Christchurch property market looks to 2023 CBRE New Zealand 972x1296

Take a walk around the Christchurch city centre this spring and it’s difficult to picture the fenced-off, post-earthquake scene just 10 years ago. The city is now humming with activity and vibrancy, with a plethora of quality international music acts lined up to play in the city in the coming months. Council commitment to proceed with Te Kaha Stadium is also tremendously exciting.

Nationally, Christchurch is gaining a reputation as a sought-after place to live, with a contemporary city centre, access to multiple recreation and lifestyle opportunities and a housing market which offers good value compared with many other main centres. We are aware of one international corporation expanding the size of its Christchurch headquarters to accommodate staff relocating here from Auckland for the lifestyle, while still retaining their Auckland roles. Christchurch is riding the remote working trend and becoming established as a leading work and lifestyle destination.
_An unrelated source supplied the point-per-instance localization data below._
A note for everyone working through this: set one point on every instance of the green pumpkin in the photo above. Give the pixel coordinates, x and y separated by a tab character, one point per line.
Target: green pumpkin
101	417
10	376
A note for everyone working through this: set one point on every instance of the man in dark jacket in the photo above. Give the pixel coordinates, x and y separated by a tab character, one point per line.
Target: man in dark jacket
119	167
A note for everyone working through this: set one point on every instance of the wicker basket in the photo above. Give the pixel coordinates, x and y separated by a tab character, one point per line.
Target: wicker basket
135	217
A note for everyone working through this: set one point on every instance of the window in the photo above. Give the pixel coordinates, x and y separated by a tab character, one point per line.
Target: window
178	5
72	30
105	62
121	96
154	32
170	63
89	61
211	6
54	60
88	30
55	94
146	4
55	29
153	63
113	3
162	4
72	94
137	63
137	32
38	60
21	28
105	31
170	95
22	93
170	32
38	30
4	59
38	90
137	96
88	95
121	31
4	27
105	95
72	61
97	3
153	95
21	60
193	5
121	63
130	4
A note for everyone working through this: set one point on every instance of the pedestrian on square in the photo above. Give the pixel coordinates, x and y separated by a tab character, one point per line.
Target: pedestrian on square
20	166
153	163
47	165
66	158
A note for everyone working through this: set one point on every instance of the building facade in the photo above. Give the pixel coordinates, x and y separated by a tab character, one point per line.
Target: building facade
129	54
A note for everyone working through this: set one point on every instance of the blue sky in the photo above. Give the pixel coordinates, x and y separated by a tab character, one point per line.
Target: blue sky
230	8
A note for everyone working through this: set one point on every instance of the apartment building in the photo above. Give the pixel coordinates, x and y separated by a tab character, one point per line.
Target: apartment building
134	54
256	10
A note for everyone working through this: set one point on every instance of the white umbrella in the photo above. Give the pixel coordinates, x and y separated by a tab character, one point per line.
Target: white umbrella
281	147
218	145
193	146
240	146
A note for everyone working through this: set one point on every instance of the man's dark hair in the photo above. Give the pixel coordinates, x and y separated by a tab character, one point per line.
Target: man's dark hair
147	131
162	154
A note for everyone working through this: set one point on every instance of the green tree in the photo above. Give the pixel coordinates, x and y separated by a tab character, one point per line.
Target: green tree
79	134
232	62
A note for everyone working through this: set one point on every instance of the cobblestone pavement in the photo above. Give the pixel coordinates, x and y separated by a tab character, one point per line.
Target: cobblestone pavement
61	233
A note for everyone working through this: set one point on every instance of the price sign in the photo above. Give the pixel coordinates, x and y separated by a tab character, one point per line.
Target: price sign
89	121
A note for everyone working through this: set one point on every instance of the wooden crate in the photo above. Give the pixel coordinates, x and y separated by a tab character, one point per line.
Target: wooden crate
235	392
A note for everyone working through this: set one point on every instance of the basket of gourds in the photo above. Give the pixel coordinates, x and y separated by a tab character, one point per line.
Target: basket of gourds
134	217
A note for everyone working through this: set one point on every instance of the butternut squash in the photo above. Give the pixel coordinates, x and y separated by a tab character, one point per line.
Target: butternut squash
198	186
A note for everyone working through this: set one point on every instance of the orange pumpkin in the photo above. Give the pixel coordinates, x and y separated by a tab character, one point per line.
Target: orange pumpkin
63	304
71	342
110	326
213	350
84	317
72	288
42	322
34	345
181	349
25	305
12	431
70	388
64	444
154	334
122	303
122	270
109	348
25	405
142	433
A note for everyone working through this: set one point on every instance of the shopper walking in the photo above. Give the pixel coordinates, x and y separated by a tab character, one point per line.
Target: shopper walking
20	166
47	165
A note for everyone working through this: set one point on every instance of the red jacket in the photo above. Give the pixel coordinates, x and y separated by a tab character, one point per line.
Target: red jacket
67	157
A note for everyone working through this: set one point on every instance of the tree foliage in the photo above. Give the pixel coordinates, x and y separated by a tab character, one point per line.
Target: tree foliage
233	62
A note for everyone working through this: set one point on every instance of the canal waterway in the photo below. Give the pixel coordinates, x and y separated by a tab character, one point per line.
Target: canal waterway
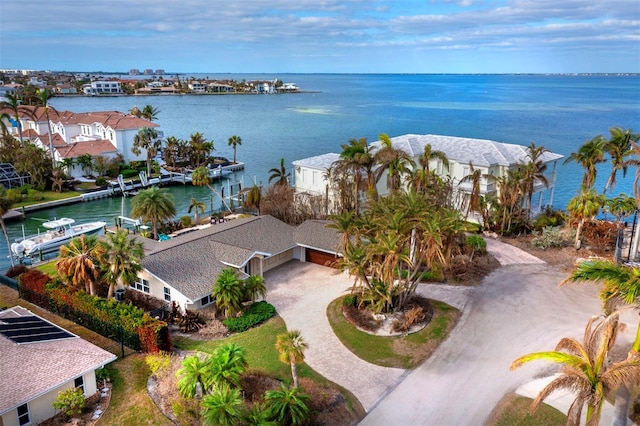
559	112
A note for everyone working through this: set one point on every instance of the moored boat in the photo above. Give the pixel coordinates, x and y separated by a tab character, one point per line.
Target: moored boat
58	232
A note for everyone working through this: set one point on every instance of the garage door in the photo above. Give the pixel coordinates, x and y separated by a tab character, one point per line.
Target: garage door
319	257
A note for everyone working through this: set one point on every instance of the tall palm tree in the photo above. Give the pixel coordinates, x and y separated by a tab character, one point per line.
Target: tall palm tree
254	287
194	376
197	206
228	292
42	101
147	139
13	103
533	172
234	141
200	177
120	255
620	285
588	156
393	160
79	262
619	148
223	406
5	206
291	347
287	405
227	365
585	369
153	205
584	207
280	175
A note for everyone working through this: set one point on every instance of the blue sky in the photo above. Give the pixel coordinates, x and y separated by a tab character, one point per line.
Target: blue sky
309	36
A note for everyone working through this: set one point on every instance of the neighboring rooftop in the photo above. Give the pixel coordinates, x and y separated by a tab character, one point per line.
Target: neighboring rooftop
31	369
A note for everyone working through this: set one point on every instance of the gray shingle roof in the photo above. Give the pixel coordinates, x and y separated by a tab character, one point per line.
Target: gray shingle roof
315	234
480	152
190	263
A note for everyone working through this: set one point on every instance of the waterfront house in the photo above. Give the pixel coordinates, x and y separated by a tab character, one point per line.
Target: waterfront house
105	133
40	359
184	268
491	158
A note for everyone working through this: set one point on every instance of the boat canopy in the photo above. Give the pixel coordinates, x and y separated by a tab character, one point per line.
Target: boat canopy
62	222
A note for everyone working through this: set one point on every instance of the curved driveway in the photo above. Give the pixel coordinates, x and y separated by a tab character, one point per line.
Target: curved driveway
517	309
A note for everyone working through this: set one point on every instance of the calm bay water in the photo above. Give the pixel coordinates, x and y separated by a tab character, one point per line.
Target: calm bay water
558	112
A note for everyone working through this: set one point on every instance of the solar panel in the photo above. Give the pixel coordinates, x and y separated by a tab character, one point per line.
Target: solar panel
29	329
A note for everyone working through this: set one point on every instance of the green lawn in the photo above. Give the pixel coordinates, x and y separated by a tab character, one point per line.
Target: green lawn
394	351
259	344
513	410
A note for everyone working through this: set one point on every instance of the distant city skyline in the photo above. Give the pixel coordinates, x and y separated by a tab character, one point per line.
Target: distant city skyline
329	36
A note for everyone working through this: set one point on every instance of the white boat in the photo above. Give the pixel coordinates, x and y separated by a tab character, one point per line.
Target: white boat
59	232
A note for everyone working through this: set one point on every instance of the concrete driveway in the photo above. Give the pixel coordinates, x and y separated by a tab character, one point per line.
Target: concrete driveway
301	293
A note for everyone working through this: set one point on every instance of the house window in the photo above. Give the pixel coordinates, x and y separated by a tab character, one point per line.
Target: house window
23	415
141	285
78	383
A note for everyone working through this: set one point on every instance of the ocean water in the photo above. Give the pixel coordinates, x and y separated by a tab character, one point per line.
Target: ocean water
559	112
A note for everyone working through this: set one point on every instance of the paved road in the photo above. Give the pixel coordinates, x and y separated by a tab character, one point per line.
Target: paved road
517	310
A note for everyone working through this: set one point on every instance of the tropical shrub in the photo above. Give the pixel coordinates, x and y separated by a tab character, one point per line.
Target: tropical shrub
550	237
69	401
257	313
549	217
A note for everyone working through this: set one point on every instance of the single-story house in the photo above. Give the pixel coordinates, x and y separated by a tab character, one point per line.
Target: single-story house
184	269
40	359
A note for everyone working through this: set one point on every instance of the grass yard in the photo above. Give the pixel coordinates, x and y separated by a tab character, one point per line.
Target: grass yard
513	410
397	351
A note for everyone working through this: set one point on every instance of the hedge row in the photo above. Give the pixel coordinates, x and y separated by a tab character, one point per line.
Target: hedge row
153	334
256	314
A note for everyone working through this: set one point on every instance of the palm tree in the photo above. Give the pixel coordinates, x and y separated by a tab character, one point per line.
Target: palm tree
194	376
280	175
533	172
5	206
291	346
234	141
222	407
43	96
588	156
228	292
13	103
147	139
153	205
254	287
227	365
120	255
619	148
196	205
584	207
620	285
287	405
79	262
585	369
392	159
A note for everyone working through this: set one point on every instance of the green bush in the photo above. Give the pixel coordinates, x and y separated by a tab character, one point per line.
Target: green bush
256	314
69	401
185	221
550	237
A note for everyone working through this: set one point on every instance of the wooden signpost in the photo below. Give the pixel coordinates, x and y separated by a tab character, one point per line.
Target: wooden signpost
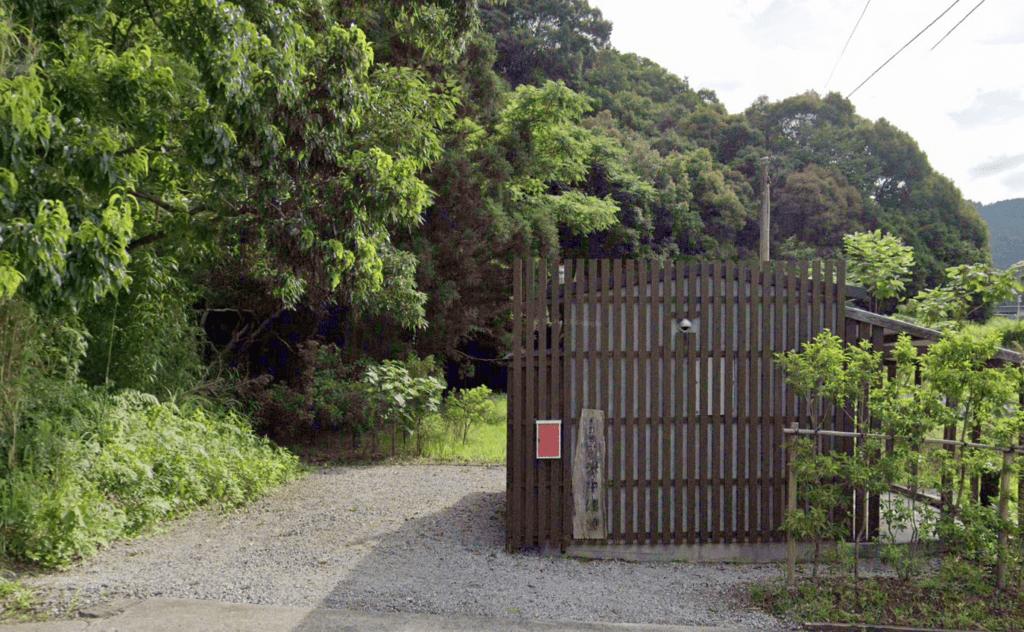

There are several other factors which we believe will help the local economy remain fairly robust in the face of a challenging global economic environment. ‘Revenge retail’ – where consumers fed up with lockdowns and online orders make up for lost time with an increase in spending – is boosting the post-Covid reputation of Christchurch as a key destination for retailers. Australian top tier fashion retailers now consider Christchurch the number two destination for expansion, after Auckland and ahead of Queenstown and Wellington. Our retail team is talking to a number of large Australian brands looking at expanding into Christchurch following establishment of stores in Auckland.

In addition, following the opening of Costco’s new store in Auckland, we are expecting imminent commitment from the retailer to a site in Christchurch. The retail investment scene is also active on the back on strong returns. We received $375m of offers for the Eastgate retail centre from local, national and Australian parties, demonstrating the wider interest in Christchurch as an attractive investment destination.

At the recent National Retail Conference in Auckland, ‘revenge travel’ was the next emerging trend following ‘revenge retail’. This trend will positively help Christchurch continue to flourish as we reinforce our position as the gateway to the South Island.

In the CBD office market, low vacancy means tenants wanting to move are now having to look at available space well in advance of lease expiries. This creates a very tight and competitive market, surpassing current levels in Auckland, translating through to strong returns for landlords. Our new, low-rise building stock, with leading seismic engineering and modern performance, is a further point of difference compared with other centres which have a large proportion of older stock with leasing challenges. These factors will continue to attract high quality office tenants to the central city and developers are responding with plans for new construction projects.

The industrial market – Christchurch’s dominant property sector – continues its strong performance, but it now has genuine land and building supply issues placing upward pressure on rents.

A key theme in the market now is a meeting of the minds, where both buyers and sellers shift to a general acceptance of the inflationary and rising interest rate environment. We believe this will see more investment opportunities coming to the market in 2023, with landlords less influenced by the pricing levels achieved in 2021.

Finally, households are bracing themselves for mortgage cost increases next year as fixed rates roll off. To try to take a positive angle, Christchurch will in general be less exposed to the shock of upcoming remortgage risk, as our housing market did not reach the unprecedented peaks that were seen in other centres. This should insulate household wealth to a degree as we head into a higher mortgage rate environment, however there will still be a negative impact.

As we look ahead to 2023, there are undoubtedly very real and genuine challenges on the horizon. However, given Christchurch’s more sustainable growth trajectory over recent years and our rapidly-regenerating city, we may well be better placed to weather the storm as our city continues to develop into a leading, internationally-regarded destination for work and play.